To explicitly set the route, do bedrock/converse/<model> or bedrock/invoke/<model>.
E.g.
- SDK
- PROXY
from litellm import completion
completion(model="bedrock/converse/us.amazon.nova-pro-v1:0")
Alternate user/assistant messages
Use user_continue_message to add a default user message, for cases (e.g. Autogen) where the client might not follow alternating user/assistant messages starting and ending with a user message.
model_list:
- model_name: "bedrock-claude"
litellm_params:
model: "bedrock/anthropic.claude-instant-v1"
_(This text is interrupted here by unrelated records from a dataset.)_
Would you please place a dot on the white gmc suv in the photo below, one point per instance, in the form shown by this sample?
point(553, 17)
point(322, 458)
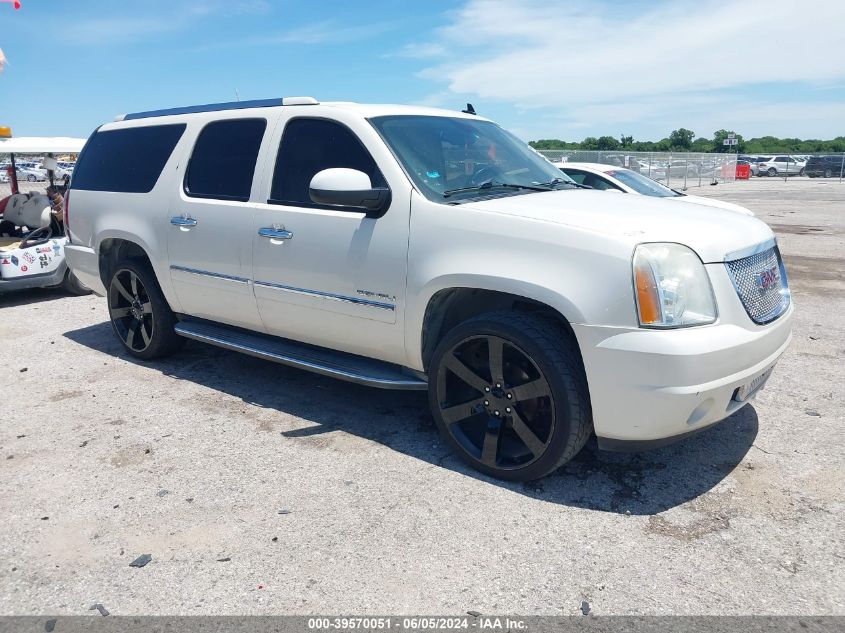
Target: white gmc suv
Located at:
point(412, 248)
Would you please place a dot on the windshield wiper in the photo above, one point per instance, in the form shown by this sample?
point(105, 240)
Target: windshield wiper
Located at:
point(490, 184)
point(564, 181)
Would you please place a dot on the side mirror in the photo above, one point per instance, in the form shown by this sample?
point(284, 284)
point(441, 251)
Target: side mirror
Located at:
point(349, 188)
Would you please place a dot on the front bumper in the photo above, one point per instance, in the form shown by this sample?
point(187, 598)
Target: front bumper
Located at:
point(651, 387)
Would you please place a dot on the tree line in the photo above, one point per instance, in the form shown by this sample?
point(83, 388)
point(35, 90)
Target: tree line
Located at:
point(684, 140)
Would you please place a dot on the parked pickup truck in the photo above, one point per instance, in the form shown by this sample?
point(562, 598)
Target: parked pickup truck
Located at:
point(413, 248)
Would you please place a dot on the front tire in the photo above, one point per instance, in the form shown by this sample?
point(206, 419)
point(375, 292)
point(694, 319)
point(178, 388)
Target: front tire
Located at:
point(509, 395)
point(140, 316)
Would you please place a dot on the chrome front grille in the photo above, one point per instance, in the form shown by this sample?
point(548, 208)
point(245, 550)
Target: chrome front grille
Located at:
point(760, 282)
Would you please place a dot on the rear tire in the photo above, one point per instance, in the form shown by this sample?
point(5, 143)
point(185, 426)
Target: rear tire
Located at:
point(508, 393)
point(73, 286)
point(140, 316)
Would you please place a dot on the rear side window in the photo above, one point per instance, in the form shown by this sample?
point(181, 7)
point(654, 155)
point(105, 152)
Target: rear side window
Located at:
point(311, 145)
point(126, 161)
point(223, 162)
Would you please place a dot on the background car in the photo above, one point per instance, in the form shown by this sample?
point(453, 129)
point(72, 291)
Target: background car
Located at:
point(824, 166)
point(31, 174)
point(612, 178)
point(781, 165)
point(754, 167)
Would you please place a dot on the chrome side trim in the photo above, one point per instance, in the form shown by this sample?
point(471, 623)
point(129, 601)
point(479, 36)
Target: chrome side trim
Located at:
point(327, 295)
point(383, 382)
point(751, 250)
point(278, 234)
point(206, 273)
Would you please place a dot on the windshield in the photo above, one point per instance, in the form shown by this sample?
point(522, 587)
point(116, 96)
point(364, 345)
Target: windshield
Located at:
point(643, 184)
point(455, 159)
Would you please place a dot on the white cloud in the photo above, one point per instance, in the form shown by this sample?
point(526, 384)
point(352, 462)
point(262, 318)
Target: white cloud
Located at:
point(598, 63)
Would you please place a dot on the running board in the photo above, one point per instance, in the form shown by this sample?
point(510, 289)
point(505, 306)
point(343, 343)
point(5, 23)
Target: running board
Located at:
point(358, 369)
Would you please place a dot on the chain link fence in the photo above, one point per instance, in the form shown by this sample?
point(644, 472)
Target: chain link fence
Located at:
point(673, 169)
point(682, 170)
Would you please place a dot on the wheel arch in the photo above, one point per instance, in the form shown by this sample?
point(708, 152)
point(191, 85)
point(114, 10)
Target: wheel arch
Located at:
point(452, 305)
point(115, 247)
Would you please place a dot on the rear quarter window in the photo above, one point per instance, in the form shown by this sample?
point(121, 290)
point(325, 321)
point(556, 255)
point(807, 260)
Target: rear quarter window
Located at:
point(127, 160)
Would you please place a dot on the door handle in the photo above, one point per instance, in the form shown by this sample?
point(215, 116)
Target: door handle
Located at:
point(275, 234)
point(183, 220)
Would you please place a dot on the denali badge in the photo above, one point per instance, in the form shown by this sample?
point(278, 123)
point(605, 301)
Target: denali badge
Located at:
point(768, 278)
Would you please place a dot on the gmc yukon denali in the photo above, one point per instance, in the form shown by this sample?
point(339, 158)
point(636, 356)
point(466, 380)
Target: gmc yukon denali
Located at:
point(413, 248)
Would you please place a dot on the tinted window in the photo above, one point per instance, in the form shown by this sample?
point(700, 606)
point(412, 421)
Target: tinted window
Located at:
point(223, 162)
point(450, 158)
point(576, 175)
point(128, 160)
point(312, 145)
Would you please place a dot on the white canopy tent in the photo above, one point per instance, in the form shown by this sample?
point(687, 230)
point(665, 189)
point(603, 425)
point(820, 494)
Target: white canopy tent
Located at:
point(41, 145)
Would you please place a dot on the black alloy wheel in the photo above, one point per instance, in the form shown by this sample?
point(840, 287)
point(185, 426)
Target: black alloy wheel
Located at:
point(131, 310)
point(501, 394)
point(140, 316)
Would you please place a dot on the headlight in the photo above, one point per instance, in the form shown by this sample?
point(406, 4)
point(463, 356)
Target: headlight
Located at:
point(672, 287)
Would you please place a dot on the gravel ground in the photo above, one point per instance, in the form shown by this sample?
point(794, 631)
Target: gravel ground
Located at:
point(259, 489)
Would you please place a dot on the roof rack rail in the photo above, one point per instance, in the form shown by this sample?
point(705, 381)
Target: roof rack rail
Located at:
point(215, 107)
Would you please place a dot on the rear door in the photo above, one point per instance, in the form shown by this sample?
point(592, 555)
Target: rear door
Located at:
point(210, 222)
point(336, 277)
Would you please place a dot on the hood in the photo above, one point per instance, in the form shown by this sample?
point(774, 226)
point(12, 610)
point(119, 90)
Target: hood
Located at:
point(711, 232)
point(717, 204)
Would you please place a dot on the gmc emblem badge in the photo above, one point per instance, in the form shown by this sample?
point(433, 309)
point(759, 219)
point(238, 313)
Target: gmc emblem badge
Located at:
point(768, 278)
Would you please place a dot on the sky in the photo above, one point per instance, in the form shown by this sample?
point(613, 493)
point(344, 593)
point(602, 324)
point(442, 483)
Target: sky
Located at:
point(552, 69)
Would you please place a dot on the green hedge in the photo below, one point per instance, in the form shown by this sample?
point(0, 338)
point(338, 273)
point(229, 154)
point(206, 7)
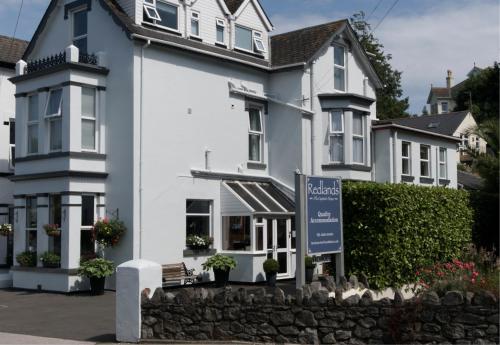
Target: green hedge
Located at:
point(391, 230)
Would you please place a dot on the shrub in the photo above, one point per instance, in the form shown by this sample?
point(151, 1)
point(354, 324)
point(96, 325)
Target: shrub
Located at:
point(96, 268)
point(271, 266)
point(391, 230)
point(219, 262)
point(26, 259)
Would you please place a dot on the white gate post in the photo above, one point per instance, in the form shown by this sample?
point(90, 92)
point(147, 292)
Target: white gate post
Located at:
point(132, 277)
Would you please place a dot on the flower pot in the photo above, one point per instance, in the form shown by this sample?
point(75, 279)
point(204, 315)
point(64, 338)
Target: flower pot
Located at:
point(221, 277)
point(97, 285)
point(271, 278)
point(309, 275)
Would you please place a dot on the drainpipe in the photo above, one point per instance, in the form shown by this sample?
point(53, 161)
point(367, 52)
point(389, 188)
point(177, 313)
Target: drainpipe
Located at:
point(148, 43)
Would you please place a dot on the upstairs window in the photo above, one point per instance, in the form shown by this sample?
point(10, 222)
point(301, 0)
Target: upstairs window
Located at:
point(33, 118)
point(339, 68)
point(88, 119)
point(255, 134)
point(405, 158)
point(336, 136)
point(358, 141)
point(220, 30)
point(443, 171)
point(425, 169)
point(195, 24)
point(80, 30)
point(53, 114)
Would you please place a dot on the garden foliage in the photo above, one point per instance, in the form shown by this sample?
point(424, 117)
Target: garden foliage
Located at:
point(391, 230)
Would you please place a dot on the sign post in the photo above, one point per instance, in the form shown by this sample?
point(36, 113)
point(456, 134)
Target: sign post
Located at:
point(318, 202)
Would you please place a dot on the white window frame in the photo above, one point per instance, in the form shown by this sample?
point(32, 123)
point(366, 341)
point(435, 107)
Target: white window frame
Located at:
point(428, 160)
point(336, 133)
point(73, 37)
point(87, 118)
point(195, 17)
point(406, 158)
point(35, 123)
point(359, 136)
point(343, 68)
point(219, 23)
point(443, 163)
point(260, 134)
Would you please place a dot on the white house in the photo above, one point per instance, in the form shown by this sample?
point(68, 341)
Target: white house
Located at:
point(183, 117)
point(11, 50)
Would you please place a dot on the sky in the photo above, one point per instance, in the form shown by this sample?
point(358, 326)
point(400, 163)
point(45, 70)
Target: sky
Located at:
point(424, 37)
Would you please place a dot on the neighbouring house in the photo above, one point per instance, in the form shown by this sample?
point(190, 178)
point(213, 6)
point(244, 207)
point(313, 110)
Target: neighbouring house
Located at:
point(11, 50)
point(187, 118)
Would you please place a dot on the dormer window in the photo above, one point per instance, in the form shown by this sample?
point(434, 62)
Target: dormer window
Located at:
point(339, 68)
point(195, 24)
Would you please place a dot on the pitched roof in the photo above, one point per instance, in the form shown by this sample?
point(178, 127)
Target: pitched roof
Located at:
point(11, 50)
point(301, 45)
point(233, 5)
point(445, 124)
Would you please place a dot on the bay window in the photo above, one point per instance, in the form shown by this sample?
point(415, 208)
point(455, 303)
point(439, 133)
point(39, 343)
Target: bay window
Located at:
point(425, 170)
point(236, 233)
point(336, 136)
point(33, 117)
point(358, 141)
point(87, 246)
point(31, 223)
point(80, 30)
point(405, 158)
point(198, 218)
point(443, 173)
point(88, 119)
point(339, 69)
point(255, 135)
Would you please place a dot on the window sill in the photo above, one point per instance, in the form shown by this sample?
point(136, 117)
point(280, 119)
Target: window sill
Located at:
point(341, 166)
point(407, 178)
point(187, 253)
point(428, 180)
point(256, 166)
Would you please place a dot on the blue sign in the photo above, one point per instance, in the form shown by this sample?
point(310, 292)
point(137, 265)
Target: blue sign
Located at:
point(324, 215)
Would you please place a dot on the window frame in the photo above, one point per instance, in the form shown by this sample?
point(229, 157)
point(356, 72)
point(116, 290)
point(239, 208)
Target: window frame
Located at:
point(358, 137)
point(34, 123)
point(336, 133)
point(87, 118)
point(341, 67)
point(428, 161)
point(443, 163)
point(260, 134)
point(406, 158)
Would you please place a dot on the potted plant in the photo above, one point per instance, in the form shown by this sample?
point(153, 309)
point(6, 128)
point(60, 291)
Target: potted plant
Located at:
point(50, 260)
point(26, 259)
point(271, 268)
point(96, 270)
point(108, 232)
point(196, 242)
point(221, 265)
point(5, 229)
point(310, 266)
point(52, 230)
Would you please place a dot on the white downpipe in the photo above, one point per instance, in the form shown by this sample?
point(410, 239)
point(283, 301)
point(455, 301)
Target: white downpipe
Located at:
point(148, 43)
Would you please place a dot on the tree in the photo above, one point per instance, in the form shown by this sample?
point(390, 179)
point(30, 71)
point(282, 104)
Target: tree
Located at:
point(483, 89)
point(390, 105)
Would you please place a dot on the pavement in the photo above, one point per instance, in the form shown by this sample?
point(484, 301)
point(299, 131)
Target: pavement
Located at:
point(28, 317)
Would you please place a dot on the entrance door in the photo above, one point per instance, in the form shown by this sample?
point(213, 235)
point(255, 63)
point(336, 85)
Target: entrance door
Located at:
point(278, 243)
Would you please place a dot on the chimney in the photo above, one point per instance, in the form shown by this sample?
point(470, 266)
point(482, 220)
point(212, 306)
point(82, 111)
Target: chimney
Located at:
point(448, 79)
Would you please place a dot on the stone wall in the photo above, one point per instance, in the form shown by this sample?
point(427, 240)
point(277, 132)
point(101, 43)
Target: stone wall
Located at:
point(313, 317)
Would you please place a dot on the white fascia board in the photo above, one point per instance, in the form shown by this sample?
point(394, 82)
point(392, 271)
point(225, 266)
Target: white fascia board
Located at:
point(260, 10)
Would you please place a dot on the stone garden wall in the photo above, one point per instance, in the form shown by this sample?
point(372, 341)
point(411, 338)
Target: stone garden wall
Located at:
point(313, 317)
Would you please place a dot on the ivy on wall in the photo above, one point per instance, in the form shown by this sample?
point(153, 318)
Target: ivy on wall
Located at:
point(392, 230)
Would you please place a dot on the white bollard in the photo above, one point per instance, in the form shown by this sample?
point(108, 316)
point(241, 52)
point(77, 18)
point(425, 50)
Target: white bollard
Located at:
point(132, 277)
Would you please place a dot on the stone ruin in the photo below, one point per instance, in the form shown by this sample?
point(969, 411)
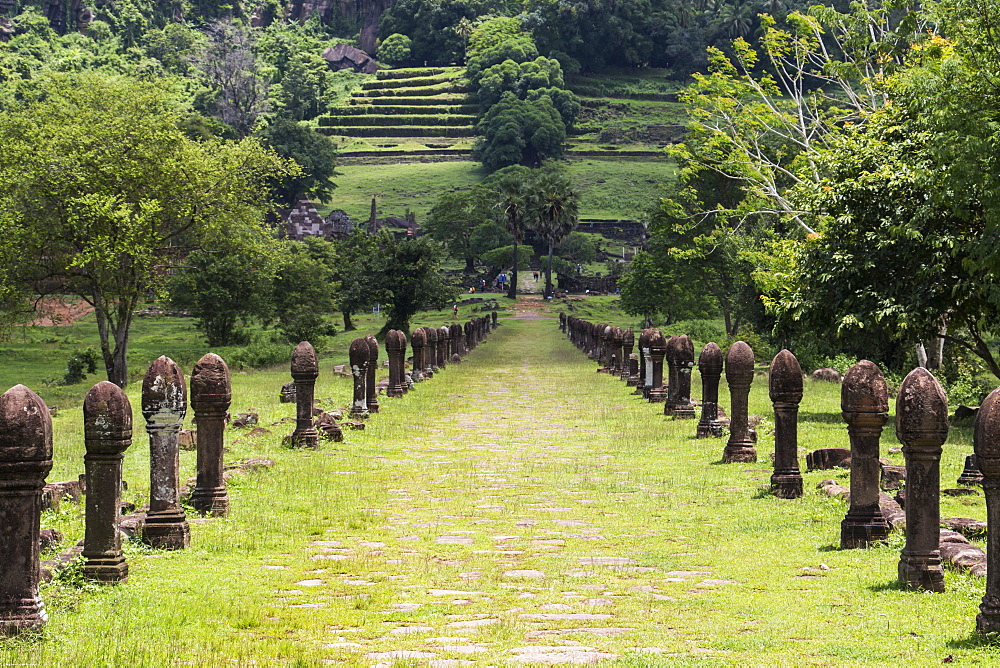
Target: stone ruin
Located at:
point(304, 221)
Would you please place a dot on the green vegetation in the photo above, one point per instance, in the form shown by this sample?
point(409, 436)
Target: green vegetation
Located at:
point(564, 476)
point(623, 188)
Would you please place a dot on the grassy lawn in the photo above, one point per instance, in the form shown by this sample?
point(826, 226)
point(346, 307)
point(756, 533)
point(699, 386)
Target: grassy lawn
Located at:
point(518, 506)
point(612, 188)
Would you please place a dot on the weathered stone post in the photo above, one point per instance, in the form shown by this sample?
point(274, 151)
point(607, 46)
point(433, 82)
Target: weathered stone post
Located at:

user_continue_message: {"role": "user", "content": "Please continue"}
OR
just set litellm.modify_params=True and LiteLLM will automatically handle this with a default user_continue_message.
model_list:
- model_name: "bedrock-claude"
litellm_params:
model: "bedrock/anthropic.claude-instant-v1"
litellm_settings:
modify_params: true
Test it!
curl -X POST 'http://0.0.0.0:4000/chat/completions' \
-H 'Content-Type: application/json' \
-H 'Authorization: Bearer sk-1234' \
-d '{
"model": "bedrock-claude",
"messages": [{"role": "assistant", "content": "Hey, how's it going?"}]
}'
Usage - PDF / Document Understanding
LiteLLM supports Document Understanding for Bedrock models - AWS Bedrock Docs.
info
LiteLLM supports ALL Bedrock document types -
E.g.: "pdf", "csv", "doc", "docx", "xls", "xlsx", "html", "txt", "md"
You can also pass these as either image_url or base64
url
- SDK
- PROXY
from litellm.utils import supports_pdf_input, completion
# set aws credentials
os.environ["AWS_ACCESS_KEY_ID"] = ""
os.environ["AWS_SECRET_ACCESS_KEY"] = ""
os.environ["AWS_REGION_NAME"] = ""
# pdf url
image_url = "https://www.w3.org/WAI/ER/tests/xhtml/testfiles/resources/pdf/dummy.pdf"
# Download the file
response = requests.get(url)
file_data = response.content
encoded_file = base64.b64encode(file_data).decode("utf-8")
# model
model = "bedrock/us.anthropic.claude-haiku-4-5-20251001-v1:0"
image_content = [
{"type": "text", "text": "What's this file about?"},
{
"type": "file",
"file": {
"file_data": f"data:application/pdf;base64,{encoded_file}", # 👈 PDF
}
},
]
if not supports_pdf_input(model, None):
print("Model does not support image input")
response = completion(
model=model,
messages=[{"role": "user", "content": image_content}],
)
assert response is not None
base64
- SDK
- PROXY
from litellm.utils import supports_pdf_input, completion
# set aws credentials
os.environ["AWS_ACCESS_KEY_ID"] = ""
os.environ["AWS_SECRET_ACCESS_KEY"] = ""
os.environ["AWS_REGION_NAME"] = ""
# pdf url
image_url = "https://www.w3.org/WAI/ER/tests/xhtml/testfiles/resources/pdf/dummy.pdf"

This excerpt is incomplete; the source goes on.